A Bruxelles, i leader europei e la premier britannica, Theresa May, hanno raggiunto un accordo su un nuovo rinvio della Brexit alla fine di ottobre, con una valutazione del processo al Consiglio Europeo del 20-21 giugno. La premier May aveva chiesto un rinvio fino al 30 giugno, per dare al parlamento di Londra il tempo necessario per raggiungere un consenso. Si tratta di un rinvio flessibile, di altri sei mesi, concesso affinché la Gran Bretagna riesca ad individuare la migliore soluzione possibile, ha precisato il presidente del Consiglio Europeo, Donald Tusk, eliminando, allo stesso tempo, almeno per il momento, l’idea di una separazione brutale, senza accordo. Il presidente Klaus Iohannis ha rappresentato la Romania alla riunione straordinaria del Consiglio Europeo sul tema del ritiro del Regno Unito dall’Unione Europea ed ha sostenuto la concessione di una proroga della scadenza per la Brexit, ai fini di permettere la ratifica dell’accordo con l’UE nel Parlamento britannico.
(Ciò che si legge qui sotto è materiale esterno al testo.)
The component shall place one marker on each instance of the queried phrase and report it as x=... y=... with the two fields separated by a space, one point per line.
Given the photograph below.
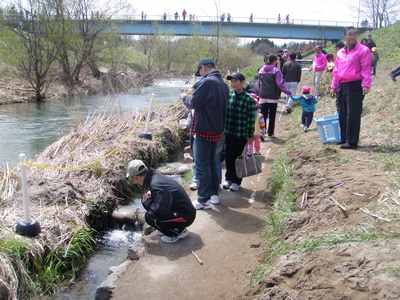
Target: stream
x=31 y=127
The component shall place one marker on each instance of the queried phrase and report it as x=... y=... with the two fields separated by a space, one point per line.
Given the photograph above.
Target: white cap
x=135 y=168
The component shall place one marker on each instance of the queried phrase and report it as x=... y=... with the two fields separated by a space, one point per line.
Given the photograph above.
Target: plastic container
x=329 y=129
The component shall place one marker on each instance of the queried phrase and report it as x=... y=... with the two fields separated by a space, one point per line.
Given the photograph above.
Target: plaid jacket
x=240 y=115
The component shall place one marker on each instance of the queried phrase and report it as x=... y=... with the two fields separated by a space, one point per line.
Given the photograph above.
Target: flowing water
x=112 y=251
x=31 y=127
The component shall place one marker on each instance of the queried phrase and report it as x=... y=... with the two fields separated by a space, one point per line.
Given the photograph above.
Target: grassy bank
x=334 y=209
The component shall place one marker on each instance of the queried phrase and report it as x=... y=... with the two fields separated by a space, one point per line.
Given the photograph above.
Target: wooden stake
x=197 y=258
x=342 y=208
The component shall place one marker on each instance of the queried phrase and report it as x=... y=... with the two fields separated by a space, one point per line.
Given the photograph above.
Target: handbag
x=248 y=165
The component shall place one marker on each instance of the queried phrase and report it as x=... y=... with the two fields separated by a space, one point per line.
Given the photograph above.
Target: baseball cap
x=204 y=62
x=236 y=76
x=135 y=168
x=306 y=90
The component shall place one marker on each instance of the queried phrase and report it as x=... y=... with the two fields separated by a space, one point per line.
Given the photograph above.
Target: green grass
x=282 y=188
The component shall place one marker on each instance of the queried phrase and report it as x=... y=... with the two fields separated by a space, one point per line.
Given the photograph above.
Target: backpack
x=267 y=87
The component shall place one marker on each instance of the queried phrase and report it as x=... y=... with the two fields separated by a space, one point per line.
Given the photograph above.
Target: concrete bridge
x=296 y=29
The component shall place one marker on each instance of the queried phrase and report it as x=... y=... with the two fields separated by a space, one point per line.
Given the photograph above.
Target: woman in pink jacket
x=319 y=66
x=351 y=81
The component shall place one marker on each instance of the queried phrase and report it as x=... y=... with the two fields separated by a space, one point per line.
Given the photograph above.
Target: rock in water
x=105 y=290
x=4 y=293
x=175 y=168
x=125 y=214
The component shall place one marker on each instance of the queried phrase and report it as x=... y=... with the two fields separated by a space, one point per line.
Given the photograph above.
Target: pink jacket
x=352 y=65
x=320 y=62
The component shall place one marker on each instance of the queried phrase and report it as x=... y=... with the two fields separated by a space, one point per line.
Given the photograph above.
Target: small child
x=254 y=144
x=308 y=104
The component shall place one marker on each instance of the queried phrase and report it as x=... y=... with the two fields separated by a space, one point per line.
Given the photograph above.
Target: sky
x=333 y=10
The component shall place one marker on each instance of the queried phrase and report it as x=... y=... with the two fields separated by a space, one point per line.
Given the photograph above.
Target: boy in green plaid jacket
x=239 y=128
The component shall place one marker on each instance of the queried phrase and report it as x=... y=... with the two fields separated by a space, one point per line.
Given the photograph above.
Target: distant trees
x=380 y=13
x=163 y=53
x=30 y=36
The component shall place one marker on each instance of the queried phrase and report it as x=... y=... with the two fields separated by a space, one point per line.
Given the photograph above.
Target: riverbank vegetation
x=333 y=231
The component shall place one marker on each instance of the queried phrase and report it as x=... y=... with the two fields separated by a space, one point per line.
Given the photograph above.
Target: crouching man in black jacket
x=168 y=207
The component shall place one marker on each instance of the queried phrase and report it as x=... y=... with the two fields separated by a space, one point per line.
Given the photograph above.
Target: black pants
x=306 y=118
x=234 y=148
x=269 y=112
x=396 y=72
x=349 y=105
x=171 y=227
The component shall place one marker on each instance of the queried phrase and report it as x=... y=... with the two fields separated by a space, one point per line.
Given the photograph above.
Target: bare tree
x=380 y=13
x=81 y=25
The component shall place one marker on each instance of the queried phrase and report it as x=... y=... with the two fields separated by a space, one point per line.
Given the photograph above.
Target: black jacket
x=292 y=71
x=268 y=89
x=168 y=199
x=209 y=103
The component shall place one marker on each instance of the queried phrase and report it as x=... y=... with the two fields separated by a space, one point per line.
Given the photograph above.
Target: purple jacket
x=271 y=69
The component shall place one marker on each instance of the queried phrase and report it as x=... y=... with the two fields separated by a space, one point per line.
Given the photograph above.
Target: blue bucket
x=329 y=129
La proroga permette un ritiro ordinato, che garantisca certezza ai cittadini europei del Regno Unito e a quelli britannici dell’UE, ma anche alle compagnie e all’ambiente d’affari”, ha sottolineato l’Amministrazione Presidenziale di Bucarest, in un comunicato. Il capo dello stato ha sostenuto anche un partenariato futuro ampio e ambizioso” tra l’Unione Europea e la Gran Bretagna, che includa sia aspetti economici e commerciali, che aspetti relativi alla sicurezza, alla difesa e alle relazioni esterne. Se l’Accordo di Ritiro non sarà ratificato entro il 22 maggio, il Regno Unito dovrà organizzare elezioni per il Parlamento Europeo. Se la Gran Bretagna non adempirà a questo obbligo, il suo ritiro dall’UE dovrebbe avere luogo il 1° giugno.



La maggiore esercitazione sanitaria NATO in Romania


In Romania si è svolta, in questi giorni, la maggiore esercitazione sanitaria nella storia dell’Alleanza Nord-Atlantica — “Vigorous Warrior 2019”, con tre componenti: terrestre, aerea e navale. Circa 2.000 militari, vigili del fuoco, medici, paramedici, infermieri e volontari civili di quasi 40 stati membri e partner hanno simulato l’intervento nel caso di un conflitto militare che danneggerebbe le città. La più importante tappa dell’esercitazione si è svolta a Cincu, nel distretto di Braşov (centro), dove sono state costruite ben 14 strutture sanitarie militari, dalle più semplici, per il triage e le emergenze, alle più complesse, come un ospedale modulare di tipo ROL 3, in cui si possono effettuare interventi chirurgici complessi. Nell’esercitazione sono stati impegnati anche elicotteri militari per l’evacuazione dei feriti. Oltre alla tappa di Cincu, ce ne sono state altre due – a Costanza, città sul litorale romeno del Mar Nero, e a Bucarest. Nella capitale, una simulazione di un incidente con numerose vittime si è svolta, nella notte tra giovedì e venerdì, nella zona di una stazione di metropolitana nel centro di Bucarest. Lo scenario ha presupposto l’intervento delle equipe specializzate, dopo che più esplosioni avrebbero provocato danni nel sotterraneo. D’altra parte, le Forze Navali Romene hanno organizzato, la maggiore esercitazione navale, nelle acque territoriali della Romania e nelle acque internazionali del Mar Nero. Vi hanno partecipato 14 navi militari romene e sei navi militari di Bulgaria, Canada, Grecia, Olanda e Turchia, circa 2.200 militari, che hanno provato procedure riunite di contrasto delle minacce subacquee, di superficie e aeree, adattate alla tipologia delle minacce alla sicurezza nella regione del Mar Nero.